Enrique de la Madrid

La obsesión de Enrique de la Madrid

Redacción COLUMNISTAS

En el gabinete del presidente Enrique Peña Nieto y en Los Pinos las bromas no paran en torno a la precandidatura de Enrique de la Madrid, secretario de Turismo, aunque al final la molestia aterriza en la realidad cuando revisan las cifras millonarias que gasta para promocionar su imagen.

Solo su equipo y sus amigos creen que este funcionario tiene las tablas para aspirar a la candidatura del PRI de Enrique Ochoa.

“No tiene prensa negativa”; “no es corrupto”; “es el funcionario con mejor y mayor posicionamiento”; “vean la síntesis de medios, todo es bueno”, gritaban los porristas.

Lo que no entiende el hijo de Miguel de la Madrid es que está en la Secretaría de Turismo, uno de los sectores más generosos del país, en el cual se necesita ser más que “limitado” para que le vaya mal.

Por eso en el PRI de Enrique Ochoa ni lo voltean a ver, no existe para las cúpulas del partido ni para los que realmente aspiran a ganar la candidatura del tricolor como José Narro, Miguel Osorio y Aurelio Nuño.

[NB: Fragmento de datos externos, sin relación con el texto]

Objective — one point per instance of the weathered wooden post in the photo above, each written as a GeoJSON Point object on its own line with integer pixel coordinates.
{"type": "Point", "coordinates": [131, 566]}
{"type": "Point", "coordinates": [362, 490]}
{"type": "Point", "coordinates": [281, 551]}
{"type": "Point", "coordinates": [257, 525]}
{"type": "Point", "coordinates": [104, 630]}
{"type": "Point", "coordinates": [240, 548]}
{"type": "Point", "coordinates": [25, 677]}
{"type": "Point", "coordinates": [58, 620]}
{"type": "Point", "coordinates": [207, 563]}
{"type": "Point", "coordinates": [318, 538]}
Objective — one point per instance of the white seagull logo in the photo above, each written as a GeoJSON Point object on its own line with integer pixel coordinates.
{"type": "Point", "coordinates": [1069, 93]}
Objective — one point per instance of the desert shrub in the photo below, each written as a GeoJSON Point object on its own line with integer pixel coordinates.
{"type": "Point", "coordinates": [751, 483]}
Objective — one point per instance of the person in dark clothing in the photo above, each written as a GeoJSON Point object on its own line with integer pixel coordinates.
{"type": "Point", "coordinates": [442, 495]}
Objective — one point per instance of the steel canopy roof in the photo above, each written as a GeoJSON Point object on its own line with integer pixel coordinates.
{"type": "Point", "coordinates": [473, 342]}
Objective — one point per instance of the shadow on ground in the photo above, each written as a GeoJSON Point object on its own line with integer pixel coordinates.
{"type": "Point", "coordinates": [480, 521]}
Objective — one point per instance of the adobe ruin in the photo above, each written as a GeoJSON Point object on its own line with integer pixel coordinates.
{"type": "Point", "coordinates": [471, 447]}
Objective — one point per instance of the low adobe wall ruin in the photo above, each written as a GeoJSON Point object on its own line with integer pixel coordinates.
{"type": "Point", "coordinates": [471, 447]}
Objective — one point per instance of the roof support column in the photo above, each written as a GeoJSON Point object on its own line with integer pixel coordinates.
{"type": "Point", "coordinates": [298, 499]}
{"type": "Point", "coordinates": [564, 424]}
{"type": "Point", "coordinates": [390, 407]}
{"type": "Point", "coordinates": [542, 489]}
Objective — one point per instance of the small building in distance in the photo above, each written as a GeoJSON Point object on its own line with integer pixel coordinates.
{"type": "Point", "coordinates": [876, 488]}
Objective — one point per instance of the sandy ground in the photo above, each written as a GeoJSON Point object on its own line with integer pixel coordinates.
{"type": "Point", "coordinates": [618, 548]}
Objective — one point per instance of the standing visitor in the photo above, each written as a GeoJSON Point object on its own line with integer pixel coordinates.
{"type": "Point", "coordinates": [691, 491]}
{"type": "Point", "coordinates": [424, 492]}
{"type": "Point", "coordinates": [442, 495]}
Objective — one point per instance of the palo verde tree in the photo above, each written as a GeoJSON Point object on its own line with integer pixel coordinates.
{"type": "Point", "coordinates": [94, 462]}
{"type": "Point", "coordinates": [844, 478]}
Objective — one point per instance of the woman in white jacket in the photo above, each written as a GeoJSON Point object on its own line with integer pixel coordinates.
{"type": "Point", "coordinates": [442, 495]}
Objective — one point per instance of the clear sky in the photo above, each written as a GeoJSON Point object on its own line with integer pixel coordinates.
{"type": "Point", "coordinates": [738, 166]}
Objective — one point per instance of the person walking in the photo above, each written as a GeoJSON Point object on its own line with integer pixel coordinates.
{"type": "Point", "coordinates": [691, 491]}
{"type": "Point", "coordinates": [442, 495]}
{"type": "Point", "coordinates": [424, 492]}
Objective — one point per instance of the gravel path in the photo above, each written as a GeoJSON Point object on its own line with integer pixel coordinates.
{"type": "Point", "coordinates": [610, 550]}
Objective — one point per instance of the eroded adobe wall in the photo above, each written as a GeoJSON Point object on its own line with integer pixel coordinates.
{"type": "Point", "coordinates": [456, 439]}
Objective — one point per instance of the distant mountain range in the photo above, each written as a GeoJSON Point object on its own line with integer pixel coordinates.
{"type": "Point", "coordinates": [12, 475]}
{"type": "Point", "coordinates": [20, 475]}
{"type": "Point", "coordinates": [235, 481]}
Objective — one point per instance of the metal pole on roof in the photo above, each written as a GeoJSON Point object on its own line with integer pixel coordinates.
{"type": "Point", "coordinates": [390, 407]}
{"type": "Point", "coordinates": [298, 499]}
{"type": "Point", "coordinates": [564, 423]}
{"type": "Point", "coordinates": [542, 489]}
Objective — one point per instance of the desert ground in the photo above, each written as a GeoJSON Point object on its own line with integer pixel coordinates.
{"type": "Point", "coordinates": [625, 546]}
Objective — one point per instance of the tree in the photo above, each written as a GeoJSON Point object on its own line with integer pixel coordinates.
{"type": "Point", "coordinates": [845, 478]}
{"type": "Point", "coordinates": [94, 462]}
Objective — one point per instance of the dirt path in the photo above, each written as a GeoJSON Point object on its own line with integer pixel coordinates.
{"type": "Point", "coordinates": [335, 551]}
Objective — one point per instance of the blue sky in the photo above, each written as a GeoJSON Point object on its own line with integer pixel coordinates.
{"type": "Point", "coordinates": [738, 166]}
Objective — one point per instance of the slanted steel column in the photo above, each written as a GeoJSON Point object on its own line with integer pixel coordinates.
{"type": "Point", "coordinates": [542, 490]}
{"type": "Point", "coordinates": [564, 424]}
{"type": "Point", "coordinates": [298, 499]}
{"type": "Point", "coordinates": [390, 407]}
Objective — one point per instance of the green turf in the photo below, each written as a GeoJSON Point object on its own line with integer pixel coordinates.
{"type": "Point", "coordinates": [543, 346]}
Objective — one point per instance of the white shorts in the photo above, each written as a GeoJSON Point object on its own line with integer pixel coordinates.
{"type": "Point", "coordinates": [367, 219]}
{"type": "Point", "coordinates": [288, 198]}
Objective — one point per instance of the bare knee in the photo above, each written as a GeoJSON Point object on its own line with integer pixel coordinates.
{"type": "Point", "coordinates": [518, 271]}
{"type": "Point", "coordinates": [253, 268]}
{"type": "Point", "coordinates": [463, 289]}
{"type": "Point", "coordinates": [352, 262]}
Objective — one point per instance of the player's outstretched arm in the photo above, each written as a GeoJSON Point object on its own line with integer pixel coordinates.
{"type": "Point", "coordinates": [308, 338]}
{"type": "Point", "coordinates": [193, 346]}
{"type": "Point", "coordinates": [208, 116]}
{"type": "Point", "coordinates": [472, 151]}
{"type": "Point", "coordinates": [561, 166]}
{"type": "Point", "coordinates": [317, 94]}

Enrique de la Madrid debería de preocuparse por atender y colaborar en los grandes problemas que enfrentan Cancún y Los Cabos, donde el crimen organizado y las mafias golpean nuestros principales destinos turísticos.

Al menos, solo al menos, que quiera pasar a la historia como el Secretario que pensó siempre en su ambición política y no es su verdadera responsabilidad, como si los mexicanos no estuvieran hartos de estos personajes.